Nowe atrakcje i tradycyjne akcenty
Imieninowe miasteczko zaoferuje szereg wydarzeń, w tym koncerty, spektakle oraz animacje uliczne. - Przez cały dzień na terenie miasteczka trwać będą koncerty, spektakle, animacje uliczne, warsztaty. Szereg działań prowadzonych będzie także wokół elementów korowodu, które będzie można oglądać przez cały dzień - powiedziała Hryniewiecka. - Uczestnicy będą mogli zobaczyć słynne pegazy, gęsi czy anioły, co z pewnością zadowoli miłośników tradycji. Najważniejszym momentem obchodów pozostaje uroczyste przekazanie kluczy św. Marcinowi.
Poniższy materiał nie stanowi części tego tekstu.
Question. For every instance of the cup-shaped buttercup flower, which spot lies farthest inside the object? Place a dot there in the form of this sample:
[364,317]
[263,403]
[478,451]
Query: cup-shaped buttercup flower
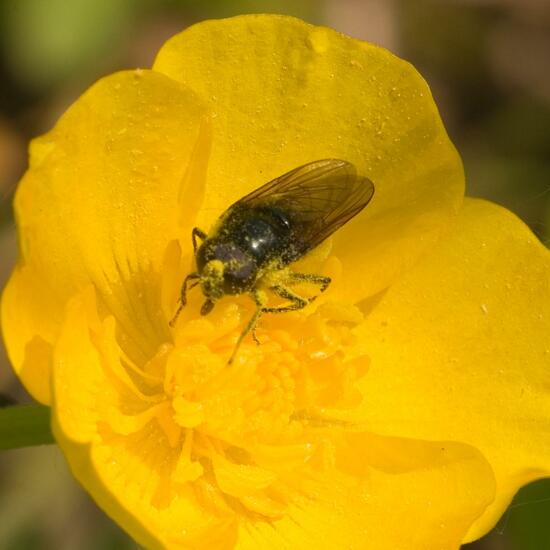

Pomimo zmian w programie, rogale świętomarcińskie nie znikną z menu tego dnia. Bogata tradycja wypiekania tych przysmaków, sięgająca 1891 r., zostanie podtrzymana. Rzemieślnicy zrzeszeni w Cechu Cukierników i Piekarzy w Poznaniu sprzedają w dniu św. Marcina średnio 250 ton rogali, a przez cały rok 500 ton, czyli ok. 2,5 mln sztuk.
Bezpieczeństwo ponad wszystko
Anna Hryniewiecka zaznaczyła, że zmiany organizacyjne mają na celu zwiększenie bezpieczeństwa podczas imprezy, która w poprzednich latach przyciągała nawet 70 tys. osób na niewielką przestrzeń w krótkim czasie. Dzięki wsparciu policji, nowa formuła wydarzenia ma zapewnić komfort i bezpieczeństwo wszystkim uczestnikom.